Saturday, May 18, 2019

Amber Brown: Batteries Included, But They're Leaking



Amber Brown of the Twisted project shared her criticisms of the Python standard library. This proved to be the day’s most controversial talk; Guido van Rossum stormed from the room during Q & A.

Read more 2019 Python Language Summit coverage.

Applications Need More Than The Standard Library

Python claims to ship with batteries included, but according to Brown, without external packages it is only “marginally useful.” For example, asyncio requires external libraries to connect to a database or to speak HTTP. Brown asserted that there were many such dependencies from the standard library to PyPI: typing works best with mypy, the ssl module requires a monkeypatch to connect to non-ASCII domain names, datetime needs pytz, and six is non-optional for writing code for Python 2 and 3.

Other standard library modules are simply inferior to alternatives on PyPI. The http.client documentation advises readers to use Requests, and the datetime module is confusing compared to its competitors such as arrow, dateutil, and moment.

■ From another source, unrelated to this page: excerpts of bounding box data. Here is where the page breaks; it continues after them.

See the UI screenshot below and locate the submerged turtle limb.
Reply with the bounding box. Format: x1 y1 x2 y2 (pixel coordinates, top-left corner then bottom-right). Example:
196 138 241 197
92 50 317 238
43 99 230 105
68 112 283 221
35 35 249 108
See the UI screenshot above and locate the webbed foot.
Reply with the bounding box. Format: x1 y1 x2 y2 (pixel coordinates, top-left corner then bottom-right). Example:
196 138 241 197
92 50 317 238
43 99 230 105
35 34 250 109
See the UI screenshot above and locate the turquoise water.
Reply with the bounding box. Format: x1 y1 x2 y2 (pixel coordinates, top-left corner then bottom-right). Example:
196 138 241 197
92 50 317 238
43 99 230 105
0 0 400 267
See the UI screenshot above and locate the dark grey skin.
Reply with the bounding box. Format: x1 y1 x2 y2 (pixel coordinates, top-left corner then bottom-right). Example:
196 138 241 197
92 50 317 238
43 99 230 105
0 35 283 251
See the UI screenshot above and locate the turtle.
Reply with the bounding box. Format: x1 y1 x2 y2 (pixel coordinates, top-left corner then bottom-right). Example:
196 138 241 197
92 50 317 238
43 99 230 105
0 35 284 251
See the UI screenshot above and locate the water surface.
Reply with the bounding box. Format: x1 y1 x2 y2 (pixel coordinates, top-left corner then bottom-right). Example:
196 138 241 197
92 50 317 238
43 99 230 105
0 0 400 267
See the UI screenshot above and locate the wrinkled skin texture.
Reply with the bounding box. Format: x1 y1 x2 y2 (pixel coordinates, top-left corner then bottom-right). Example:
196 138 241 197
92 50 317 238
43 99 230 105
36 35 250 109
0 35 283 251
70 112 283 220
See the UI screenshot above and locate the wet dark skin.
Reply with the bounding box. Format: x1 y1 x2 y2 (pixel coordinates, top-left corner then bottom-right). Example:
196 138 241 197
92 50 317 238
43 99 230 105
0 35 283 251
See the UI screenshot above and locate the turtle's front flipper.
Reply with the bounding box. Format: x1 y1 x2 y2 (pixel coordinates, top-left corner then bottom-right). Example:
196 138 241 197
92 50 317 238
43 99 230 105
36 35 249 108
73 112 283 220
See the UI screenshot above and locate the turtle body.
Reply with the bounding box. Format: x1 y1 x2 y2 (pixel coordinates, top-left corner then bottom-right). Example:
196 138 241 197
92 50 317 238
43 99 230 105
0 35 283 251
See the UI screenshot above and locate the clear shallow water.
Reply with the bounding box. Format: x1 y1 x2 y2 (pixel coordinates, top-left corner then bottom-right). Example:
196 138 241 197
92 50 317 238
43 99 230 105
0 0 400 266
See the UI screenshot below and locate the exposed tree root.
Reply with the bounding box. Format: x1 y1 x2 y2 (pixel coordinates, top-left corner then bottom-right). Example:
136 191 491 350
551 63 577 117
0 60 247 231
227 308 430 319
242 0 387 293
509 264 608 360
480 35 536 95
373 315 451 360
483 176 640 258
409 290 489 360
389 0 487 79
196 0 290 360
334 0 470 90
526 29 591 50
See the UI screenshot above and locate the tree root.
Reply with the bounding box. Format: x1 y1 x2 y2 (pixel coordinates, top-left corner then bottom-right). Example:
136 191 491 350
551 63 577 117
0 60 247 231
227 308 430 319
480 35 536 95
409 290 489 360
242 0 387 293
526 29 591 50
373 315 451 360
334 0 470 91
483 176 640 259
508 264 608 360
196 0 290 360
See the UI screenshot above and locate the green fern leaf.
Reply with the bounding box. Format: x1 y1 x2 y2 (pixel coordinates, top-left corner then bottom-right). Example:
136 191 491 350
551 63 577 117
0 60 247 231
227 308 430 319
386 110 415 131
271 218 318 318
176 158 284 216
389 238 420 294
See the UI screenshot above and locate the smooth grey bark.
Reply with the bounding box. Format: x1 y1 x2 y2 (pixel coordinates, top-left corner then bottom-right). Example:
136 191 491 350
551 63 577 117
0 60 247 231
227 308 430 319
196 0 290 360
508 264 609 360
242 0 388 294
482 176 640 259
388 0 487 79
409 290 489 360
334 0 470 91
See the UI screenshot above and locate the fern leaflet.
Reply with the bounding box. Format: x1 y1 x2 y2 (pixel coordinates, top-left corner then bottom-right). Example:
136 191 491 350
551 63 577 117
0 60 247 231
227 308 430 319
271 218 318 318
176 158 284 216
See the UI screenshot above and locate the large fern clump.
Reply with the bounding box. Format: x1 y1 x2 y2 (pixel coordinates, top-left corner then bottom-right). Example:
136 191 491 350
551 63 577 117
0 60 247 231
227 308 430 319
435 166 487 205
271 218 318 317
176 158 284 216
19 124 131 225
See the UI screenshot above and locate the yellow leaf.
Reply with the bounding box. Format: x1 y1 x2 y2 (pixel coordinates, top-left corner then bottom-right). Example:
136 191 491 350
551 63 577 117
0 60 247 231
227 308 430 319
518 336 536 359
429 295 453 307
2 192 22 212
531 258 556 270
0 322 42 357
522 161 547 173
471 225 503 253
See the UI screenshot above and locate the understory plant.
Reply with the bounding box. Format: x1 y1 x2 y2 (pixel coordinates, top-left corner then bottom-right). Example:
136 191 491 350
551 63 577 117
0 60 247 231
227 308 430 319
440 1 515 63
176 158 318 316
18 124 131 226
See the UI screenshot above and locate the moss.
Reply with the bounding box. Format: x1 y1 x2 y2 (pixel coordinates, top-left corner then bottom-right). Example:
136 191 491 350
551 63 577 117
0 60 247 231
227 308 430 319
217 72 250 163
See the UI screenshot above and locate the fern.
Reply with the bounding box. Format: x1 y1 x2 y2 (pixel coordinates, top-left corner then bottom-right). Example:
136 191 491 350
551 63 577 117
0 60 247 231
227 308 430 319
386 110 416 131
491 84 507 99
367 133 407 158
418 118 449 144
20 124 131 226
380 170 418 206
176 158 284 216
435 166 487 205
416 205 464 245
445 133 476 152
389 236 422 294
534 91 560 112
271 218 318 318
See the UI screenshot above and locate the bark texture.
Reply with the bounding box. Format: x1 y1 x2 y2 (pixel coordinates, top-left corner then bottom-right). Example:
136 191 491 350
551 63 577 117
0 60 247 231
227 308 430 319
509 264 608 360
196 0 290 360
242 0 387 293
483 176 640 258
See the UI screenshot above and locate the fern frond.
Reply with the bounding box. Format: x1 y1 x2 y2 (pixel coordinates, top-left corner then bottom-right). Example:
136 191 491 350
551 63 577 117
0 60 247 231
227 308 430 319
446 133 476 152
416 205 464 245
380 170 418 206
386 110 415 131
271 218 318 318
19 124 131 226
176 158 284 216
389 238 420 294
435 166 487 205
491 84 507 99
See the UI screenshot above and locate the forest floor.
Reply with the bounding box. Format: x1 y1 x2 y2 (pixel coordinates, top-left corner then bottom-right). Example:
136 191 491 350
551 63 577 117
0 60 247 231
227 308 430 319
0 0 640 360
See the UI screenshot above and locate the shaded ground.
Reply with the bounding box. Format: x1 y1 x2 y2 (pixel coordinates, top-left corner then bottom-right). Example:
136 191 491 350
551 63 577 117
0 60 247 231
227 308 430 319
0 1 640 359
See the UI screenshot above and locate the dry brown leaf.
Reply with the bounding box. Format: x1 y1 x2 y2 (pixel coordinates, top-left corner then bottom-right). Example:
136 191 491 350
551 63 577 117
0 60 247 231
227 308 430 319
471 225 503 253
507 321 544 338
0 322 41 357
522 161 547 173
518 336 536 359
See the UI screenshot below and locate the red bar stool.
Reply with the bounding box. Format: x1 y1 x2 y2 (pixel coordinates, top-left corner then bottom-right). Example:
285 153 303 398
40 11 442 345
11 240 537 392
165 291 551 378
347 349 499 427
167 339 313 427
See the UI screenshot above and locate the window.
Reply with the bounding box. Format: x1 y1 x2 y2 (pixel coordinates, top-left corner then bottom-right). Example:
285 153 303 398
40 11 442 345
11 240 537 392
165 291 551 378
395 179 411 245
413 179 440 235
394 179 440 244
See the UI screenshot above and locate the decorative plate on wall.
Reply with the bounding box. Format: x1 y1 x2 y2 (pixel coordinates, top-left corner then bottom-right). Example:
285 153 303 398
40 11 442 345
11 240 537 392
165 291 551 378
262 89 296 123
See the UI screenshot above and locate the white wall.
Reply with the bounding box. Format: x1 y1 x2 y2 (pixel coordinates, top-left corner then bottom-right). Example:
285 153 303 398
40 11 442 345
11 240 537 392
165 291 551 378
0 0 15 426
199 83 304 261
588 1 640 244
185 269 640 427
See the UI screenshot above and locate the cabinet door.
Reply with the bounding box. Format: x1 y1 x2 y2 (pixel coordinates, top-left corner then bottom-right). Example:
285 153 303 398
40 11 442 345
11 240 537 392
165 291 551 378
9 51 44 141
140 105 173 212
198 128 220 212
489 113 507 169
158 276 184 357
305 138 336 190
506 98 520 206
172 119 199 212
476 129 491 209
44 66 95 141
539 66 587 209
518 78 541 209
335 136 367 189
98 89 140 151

Poor Quality, Lagging Features, And Obsolete Code


“Python's batteries are leaking,” said Brown. She thinks that some bugs in the standard library will never be fixed. And even when bugs are fixed, PyPI libraries like Twisted cannot assume they run on the latest Python, so they must preserve their bug workarounds forever.

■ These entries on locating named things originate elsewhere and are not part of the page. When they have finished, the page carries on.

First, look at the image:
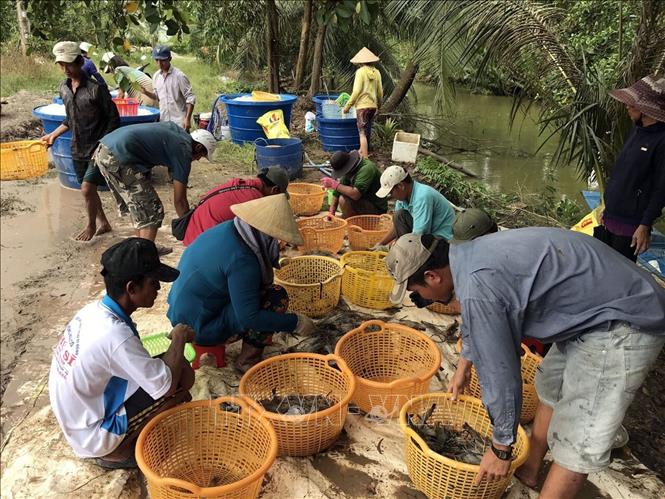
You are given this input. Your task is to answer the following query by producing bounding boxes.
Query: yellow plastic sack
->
[570,203,605,236]
[256,109,290,139]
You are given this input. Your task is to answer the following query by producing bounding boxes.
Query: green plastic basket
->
[141,333,196,362]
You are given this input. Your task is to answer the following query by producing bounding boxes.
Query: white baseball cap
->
[376,165,409,198]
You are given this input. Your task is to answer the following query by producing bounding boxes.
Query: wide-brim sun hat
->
[231,194,305,246]
[609,76,665,122]
[351,47,381,64]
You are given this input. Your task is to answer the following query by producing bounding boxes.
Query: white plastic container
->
[392,130,420,163]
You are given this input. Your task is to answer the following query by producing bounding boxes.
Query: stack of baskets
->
[0,140,48,180]
[399,393,529,499]
[136,397,277,499]
[287,182,326,216]
[457,338,543,424]
[239,353,356,456]
[346,214,393,251]
[340,251,395,310]
[275,256,343,317]
[297,215,346,255]
[335,320,441,418]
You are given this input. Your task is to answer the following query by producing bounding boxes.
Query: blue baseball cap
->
[152,45,171,60]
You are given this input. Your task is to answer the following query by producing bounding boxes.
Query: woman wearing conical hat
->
[166,194,314,373]
[343,47,383,158]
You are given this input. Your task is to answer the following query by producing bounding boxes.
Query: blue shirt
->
[100,122,192,185]
[395,182,455,241]
[450,227,665,445]
[166,221,298,345]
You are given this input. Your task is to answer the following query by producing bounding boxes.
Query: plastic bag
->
[256,109,290,139]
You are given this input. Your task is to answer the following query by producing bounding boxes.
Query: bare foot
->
[95,224,113,236]
[74,225,95,241]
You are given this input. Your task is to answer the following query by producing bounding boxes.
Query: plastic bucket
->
[32,104,159,189]
[221,94,296,144]
[254,138,303,180]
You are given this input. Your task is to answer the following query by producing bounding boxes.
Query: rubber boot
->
[235,341,263,374]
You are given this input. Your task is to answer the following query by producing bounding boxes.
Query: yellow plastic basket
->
[136,397,277,499]
[457,338,543,424]
[287,182,326,216]
[239,353,356,456]
[339,251,395,310]
[296,215,346,255]
[335,320,441,418]
[346,214,393,251]
[399,393,529,499]
[275,256,343,317]
[0,140,48,180]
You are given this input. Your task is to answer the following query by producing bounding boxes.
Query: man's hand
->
[473,444,511,486]
[630,225,651,255]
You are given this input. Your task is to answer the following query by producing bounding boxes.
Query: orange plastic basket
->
[335,320,441,418]
[275,256,343,317]
[457,338,543,424]
[113,98,139,116]
[346,214,393,251]
[339,251,395,310]
[296,215,346,255]
[399,393,529,499]
[136,397,277,499]
[0,140,48,180]
[239,353,356,456]
[287,182,326,215]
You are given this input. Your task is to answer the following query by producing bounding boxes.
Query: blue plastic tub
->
[222,94,296,144]
[32,105,159,189]
[316,116,360,152]
[254,138,303,180]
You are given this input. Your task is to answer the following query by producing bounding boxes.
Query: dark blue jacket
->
[166,221,298,345]
[605,122,665,226]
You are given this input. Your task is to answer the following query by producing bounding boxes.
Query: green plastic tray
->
[141,333,196,362]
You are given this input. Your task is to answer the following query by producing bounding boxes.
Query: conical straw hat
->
[231,194,304,245]
[351,47,381,64]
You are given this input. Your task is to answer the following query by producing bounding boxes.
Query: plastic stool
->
[192,343,226,369]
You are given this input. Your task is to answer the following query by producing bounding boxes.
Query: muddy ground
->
[0,92,665,499]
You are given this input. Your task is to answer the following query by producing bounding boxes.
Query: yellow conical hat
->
[231,194,304,245]
[351,47,381,64]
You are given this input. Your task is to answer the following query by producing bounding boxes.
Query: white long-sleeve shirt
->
[152,66,196,126]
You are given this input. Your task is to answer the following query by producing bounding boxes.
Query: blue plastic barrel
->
[222,94,296,144]
[254,138,303,180]
[32,104,159,189]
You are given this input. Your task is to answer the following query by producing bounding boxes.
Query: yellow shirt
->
[344,66,383,112]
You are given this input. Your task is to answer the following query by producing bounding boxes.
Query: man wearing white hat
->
[376,165,455,246]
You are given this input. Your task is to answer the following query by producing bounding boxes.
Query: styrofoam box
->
[392,131,420,163]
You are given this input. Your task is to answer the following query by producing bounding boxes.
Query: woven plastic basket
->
[297,215,346,255]
[136,397,277,499]
[346,214,393,251]
[239,353,356,456]
[457,338,543,424]
[339,251,395,310]
[0,140,48,180]
[287,182,326,215]
[335,320,441,418]
[275,256,343,317]
[399,393,529,499]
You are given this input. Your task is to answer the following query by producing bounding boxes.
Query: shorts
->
[536,322,665,474]
[356,107,376,138]
[95,144,164,229]
[73,159,106,186]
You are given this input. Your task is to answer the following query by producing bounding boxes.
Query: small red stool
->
[192,343,226,369]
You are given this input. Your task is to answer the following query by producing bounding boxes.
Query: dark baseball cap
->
[101,237,180,282]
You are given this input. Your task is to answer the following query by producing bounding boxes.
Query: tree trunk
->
[381,59,418,114]
[266,0,279,94]
[294,0,313,91]
[308,24,326,97]
[16,0,30,56]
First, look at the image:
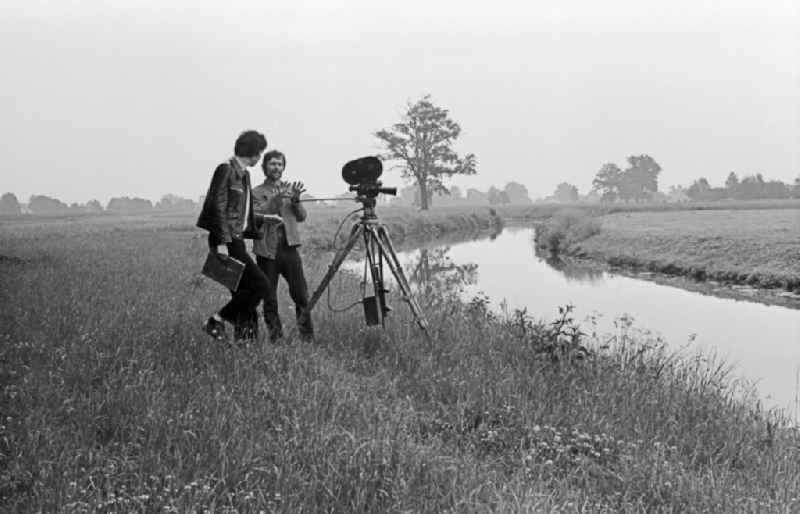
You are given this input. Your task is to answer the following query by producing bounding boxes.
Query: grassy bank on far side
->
[0,208,800,513]
[532,205,800,292]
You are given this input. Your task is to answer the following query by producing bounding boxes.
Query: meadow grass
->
[0,206,800,512]
[565,209,800,291]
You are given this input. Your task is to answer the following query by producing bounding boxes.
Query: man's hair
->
[261,150,286,173]
[233,130,267,157]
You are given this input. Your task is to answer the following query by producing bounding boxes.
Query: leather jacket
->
[197,158,263,246]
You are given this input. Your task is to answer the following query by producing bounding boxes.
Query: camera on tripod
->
[342,156,397,206]
[301,156,429,337]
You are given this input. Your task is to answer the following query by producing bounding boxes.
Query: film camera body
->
[301,156,428,335]
[342,156,397,207]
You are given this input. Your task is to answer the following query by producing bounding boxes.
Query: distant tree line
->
[686,171,800,200]
[392,182,533,205]
[0,193,198,216]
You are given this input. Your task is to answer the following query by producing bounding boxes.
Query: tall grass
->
[535,208,600,254]
[0,212,800,512]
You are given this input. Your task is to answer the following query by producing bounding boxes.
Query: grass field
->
[0,206,800,513]
[552,209,800,291]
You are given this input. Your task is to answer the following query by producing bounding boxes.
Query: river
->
[346,227,800,419]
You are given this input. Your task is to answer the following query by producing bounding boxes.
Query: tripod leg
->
[376,225,430,337]
[364,225,386,327]
[300,223,364,322]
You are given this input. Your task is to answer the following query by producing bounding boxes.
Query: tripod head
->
[342,156,397,214]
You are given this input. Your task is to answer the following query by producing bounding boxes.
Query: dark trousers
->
[219,239,269,327]
[256,237,314,340]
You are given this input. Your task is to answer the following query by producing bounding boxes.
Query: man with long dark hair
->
[197,130,269,341]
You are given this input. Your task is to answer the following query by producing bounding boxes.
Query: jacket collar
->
[228,156,247,179]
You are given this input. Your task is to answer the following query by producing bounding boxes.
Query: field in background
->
[566,209,800,291]
[0,205,800,512]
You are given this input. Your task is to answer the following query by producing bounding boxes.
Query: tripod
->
[300,195,428,335]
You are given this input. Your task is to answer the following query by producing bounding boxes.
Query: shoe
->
[203,316,225,341]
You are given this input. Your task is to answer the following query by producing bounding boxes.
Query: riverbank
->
[544,209,800,302]
[0,207,800,512]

There are many modules that few applications use, but there is no method to install a subset of the standard library. Brown called out the XML parser and tkinter in particular for making the standard library larger and harder to build, burdening all programmers for the sake of a few. As Russell Keith-Magee had described earlier in the day, the size of the standard library makes it difficult for PyBee to run Python on constrained devices. Brown also noted that some standard library modules were optimized in C for Python 3, but had to be reimplemented in pure Python for PyPy to support them.

Brown identified new standard library features that were “too little, too late,” leaving users to depend on backports to use those features in Python 2. For example, socket.sendmsg was added only recently, meaning Twisted must ship its own C extension to use sendmsg in Python 2. Although Python 2 is nearly at its end of life, this only holds for the core developers, according to Brown, and for users, Red Hat and other distributors will keep Python 2 alive “until the goddam end of time.” Brown also mentioned that some itertools code is shown as examples in the documentation instead of shipped as functions in the itertools module.

Guido van Rossum, sitting at the back of the room, interrupted at this moment, “Can you keep to one topic? I'm sorry but this is just one long winding rant. What is your point?” Brown responded that her point was that there are a multitude of problems in the standard library.

Standard Library Modules Crowd Out Innovation


Brown’s most controversial opinion, in her own estimation, is that adding modules to the standard library stifles innovation, by discouraging programmers from using or contributing to competing PyPI packages. Ever since asyncio was announced she has had to explain why Twisted is still worthwhile, and now that data classes are in the standard library Hynek Schlawack must defend his attrs package. Even as standard library modules crowd out other projects, they lag behind them. According to Brown, “the standard library is where code sometimes goes to die,” because it is difficult and slow to contribute code there. She acknowledged recent improvements, from Mariatta Wijaya’s efforts in particular, but Python is still harder to contribute to than PyPI packages.

“So I know a lot of this is essentially a rant,” she concluded, “but it's fully intended to be.”

Discussion


Nick Coghlan interpreted Brown’s proposal as generalizing the “ensurepip” model to ensure some packages are always available but can be upgraded separately from the standard library, and he thought this was reasonable.

Van Rossum was less convinced. He asked again, “Amber, what is your point?” Brown said her point was to move asyncio to PyPI, along with most new feature development. “We should embrace PyPI,” she exhorted. Some ecosystems such as Javascript rely too much on packages, she conceded, but there are others like Rust that have small standard libraries and high-quality package repositories. She thinks that Python should move farther in that direction.

Van Rossum argued instead that if the Twisted team wants the ecosystem to evolve, they should stop supporting older Python versions and force users to upgrade. Brown acknowledged this point, but said half of Twisted users are still on Python 2 and it is difficult to abandon them. The debate at this point became personal for Van Rossum, and he left angrily.

Nathaniel Smith commented, “I'm noticing some tension here.” He guessed that Brown and the core team were talking past each other because the core team had different concerns from other Python programmers. Brown went further adding that because few Python core developers are also major library maintainers, library authors’ complaints are devalued or ignored.

The remaining core developers continued the technical discussion. Barry Warsaw said that the core team had discussed deprecating modules in the standard library, or creating slim distributions with a subset of it, but that it required a careful design. Others objected that slimming down the standard library risked breaking downstream code, or making work for programmers in enterprises that trust the standard library but not PyPI.

Pablo Galindo Salgado was concerned that moving modules from the standard library to PyPI would create an explosion of configurations to test, but in Brown’s opinion, “We are already living that life.” Some Linux and Python distributions have selectively backported features and fixes, leading to a much more complex set of configurations than the core team realizes.